Of all the things we need to worry about protecting, the multi-billion-dollar fortunes of Bay Area douche-bros happy to peddle fake news and conspiracies as long as an army of angry users is clicking and commenting, shouldn’t even be on the radar. Instead, we should be focused on teaching critical thinking to flag conspiracy theories which exist to pit us against convenient imaginary villains for the theorists’ profit. And we need to push our vapid mass media to debunk histrionic claims of politicians looking to divide and conquer, setting the bar for themselves so low, they can drunkenly trip over it while trying to pretend that the last few years didn’t expose them as indolent, spineless, greedy cowards with no vision and no clue.
Finally, and most importantly, we need to focus on planning for a future, not relitigate and romanticize the worst parts of the last century, looking for magic solutions like MLM recruits trying to luck their way into a get-rich-quick scheme. It’s not going to happen, and we’re not going to get anywhere plotting each other’s’ demise and wallowing in pointless nostalgia. Yes, there are many who are too far gone to take any of this advice, refusing to deal with real people instead of screaming at screen names and family members they know won’t push back out of politeness, even though they should. But we don’t need everyone to buy into breaking the cycle of misery in which we’ve contorted ourselves.
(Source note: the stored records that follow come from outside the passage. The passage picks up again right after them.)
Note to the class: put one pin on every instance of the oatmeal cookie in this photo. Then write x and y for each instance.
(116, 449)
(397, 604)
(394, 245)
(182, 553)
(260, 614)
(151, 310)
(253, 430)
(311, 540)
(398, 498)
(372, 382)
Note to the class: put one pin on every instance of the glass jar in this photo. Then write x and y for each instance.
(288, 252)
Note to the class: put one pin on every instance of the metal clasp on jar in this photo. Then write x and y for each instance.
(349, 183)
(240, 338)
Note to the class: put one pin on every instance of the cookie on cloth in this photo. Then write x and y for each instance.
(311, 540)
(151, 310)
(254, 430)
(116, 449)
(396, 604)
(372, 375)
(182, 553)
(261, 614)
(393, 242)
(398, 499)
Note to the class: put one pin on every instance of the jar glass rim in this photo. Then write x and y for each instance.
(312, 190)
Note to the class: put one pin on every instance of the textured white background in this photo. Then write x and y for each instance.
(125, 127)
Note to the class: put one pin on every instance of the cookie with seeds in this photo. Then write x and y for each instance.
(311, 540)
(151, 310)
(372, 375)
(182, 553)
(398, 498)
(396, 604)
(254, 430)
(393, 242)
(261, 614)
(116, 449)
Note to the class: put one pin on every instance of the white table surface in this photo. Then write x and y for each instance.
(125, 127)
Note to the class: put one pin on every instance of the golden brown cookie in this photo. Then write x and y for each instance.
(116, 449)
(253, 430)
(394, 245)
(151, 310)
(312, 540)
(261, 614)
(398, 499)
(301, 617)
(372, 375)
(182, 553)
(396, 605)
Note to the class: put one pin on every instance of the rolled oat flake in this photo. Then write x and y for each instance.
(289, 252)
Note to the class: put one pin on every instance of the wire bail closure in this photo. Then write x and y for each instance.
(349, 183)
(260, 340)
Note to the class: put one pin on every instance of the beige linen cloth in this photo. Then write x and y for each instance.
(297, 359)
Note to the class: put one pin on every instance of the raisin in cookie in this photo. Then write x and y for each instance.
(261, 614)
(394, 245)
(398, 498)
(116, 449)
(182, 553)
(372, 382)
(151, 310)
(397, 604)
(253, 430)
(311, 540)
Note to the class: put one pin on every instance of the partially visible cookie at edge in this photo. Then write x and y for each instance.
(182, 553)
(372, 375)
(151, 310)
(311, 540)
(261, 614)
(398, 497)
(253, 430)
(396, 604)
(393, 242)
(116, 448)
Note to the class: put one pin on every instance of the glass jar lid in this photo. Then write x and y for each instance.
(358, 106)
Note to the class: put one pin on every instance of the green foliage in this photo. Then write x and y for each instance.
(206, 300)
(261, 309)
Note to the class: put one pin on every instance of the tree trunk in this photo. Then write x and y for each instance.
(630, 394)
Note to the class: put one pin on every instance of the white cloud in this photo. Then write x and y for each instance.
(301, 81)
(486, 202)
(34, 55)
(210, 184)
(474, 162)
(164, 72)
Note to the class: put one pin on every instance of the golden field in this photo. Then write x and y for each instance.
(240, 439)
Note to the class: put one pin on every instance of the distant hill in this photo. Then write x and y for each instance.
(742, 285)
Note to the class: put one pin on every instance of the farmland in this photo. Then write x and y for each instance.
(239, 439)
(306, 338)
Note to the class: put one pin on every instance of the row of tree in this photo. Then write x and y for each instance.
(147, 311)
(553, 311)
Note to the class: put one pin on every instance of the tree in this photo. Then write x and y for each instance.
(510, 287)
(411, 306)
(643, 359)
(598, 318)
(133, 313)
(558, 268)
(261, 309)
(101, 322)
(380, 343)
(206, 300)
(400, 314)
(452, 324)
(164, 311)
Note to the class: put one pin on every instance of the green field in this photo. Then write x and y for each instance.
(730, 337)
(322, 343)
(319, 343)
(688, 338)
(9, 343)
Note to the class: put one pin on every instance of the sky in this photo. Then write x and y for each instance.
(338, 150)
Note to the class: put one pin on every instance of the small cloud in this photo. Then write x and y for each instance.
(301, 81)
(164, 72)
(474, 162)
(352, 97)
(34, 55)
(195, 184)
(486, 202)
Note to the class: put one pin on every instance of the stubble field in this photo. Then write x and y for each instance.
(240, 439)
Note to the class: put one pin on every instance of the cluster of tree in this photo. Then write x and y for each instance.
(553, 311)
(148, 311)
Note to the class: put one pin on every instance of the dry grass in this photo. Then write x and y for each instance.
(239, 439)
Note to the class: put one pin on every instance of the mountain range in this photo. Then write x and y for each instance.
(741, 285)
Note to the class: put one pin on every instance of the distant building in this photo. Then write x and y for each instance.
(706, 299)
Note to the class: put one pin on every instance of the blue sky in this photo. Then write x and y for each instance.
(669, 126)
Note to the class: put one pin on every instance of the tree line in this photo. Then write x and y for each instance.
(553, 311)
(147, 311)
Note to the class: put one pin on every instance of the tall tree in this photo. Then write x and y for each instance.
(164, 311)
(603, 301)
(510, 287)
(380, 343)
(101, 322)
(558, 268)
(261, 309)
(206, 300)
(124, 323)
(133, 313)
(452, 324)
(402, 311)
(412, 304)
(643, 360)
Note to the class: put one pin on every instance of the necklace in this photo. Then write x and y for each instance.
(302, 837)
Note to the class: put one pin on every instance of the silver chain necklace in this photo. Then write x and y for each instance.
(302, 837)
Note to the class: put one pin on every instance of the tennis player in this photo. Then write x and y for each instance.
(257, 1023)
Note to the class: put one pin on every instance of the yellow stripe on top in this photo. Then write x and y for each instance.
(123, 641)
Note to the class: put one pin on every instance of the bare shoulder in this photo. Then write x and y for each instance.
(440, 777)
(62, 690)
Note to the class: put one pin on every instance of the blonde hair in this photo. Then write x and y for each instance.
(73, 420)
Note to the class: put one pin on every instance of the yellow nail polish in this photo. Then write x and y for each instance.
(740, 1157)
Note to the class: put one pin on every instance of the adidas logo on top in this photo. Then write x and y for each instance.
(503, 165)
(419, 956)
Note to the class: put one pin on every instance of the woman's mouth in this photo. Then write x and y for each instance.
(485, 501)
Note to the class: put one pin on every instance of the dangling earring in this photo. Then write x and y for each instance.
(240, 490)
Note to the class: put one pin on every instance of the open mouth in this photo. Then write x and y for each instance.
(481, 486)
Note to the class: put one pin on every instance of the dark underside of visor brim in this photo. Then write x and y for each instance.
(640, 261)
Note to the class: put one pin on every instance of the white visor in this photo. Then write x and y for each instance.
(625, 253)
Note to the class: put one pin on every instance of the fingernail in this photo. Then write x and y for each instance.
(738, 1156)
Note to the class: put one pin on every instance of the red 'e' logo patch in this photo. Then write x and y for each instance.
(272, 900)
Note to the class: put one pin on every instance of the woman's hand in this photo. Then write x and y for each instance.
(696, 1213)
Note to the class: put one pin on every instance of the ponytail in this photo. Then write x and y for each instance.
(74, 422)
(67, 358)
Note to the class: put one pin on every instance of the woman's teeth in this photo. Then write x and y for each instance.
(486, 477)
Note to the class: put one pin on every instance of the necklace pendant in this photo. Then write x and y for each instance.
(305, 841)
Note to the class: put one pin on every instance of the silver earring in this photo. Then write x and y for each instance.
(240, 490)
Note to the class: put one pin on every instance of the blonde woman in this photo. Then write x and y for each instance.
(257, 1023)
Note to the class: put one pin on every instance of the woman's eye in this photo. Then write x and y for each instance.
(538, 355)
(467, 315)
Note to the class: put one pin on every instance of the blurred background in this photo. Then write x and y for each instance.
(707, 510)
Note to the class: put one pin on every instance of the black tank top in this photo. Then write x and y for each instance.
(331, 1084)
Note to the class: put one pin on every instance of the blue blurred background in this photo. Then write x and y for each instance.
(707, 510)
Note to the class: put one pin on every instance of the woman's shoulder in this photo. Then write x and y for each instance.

We just need enough people sick and tired of running on the wheel of anger and frustration to change their habits and demand more than empty platitudes and scapegoating. And above all, we need enough people to rebel against the new normal: lazy, spineless grifters worming their way into positions of power, unable to stand up to certifiable lunatics riding waves of populist and bigoted rage fueled by the very cycle we need to break to lead entire countries. It’s said that people get the government they deserve. Do we really think we don’t deserve any better than the incompetent, clueless, almost cartoonishly corrupt messes we have now? And do we really think they should be allowed to get away with encouraging us to fight each other while they loot everything that isn’t nailed down for themselves and their patrons?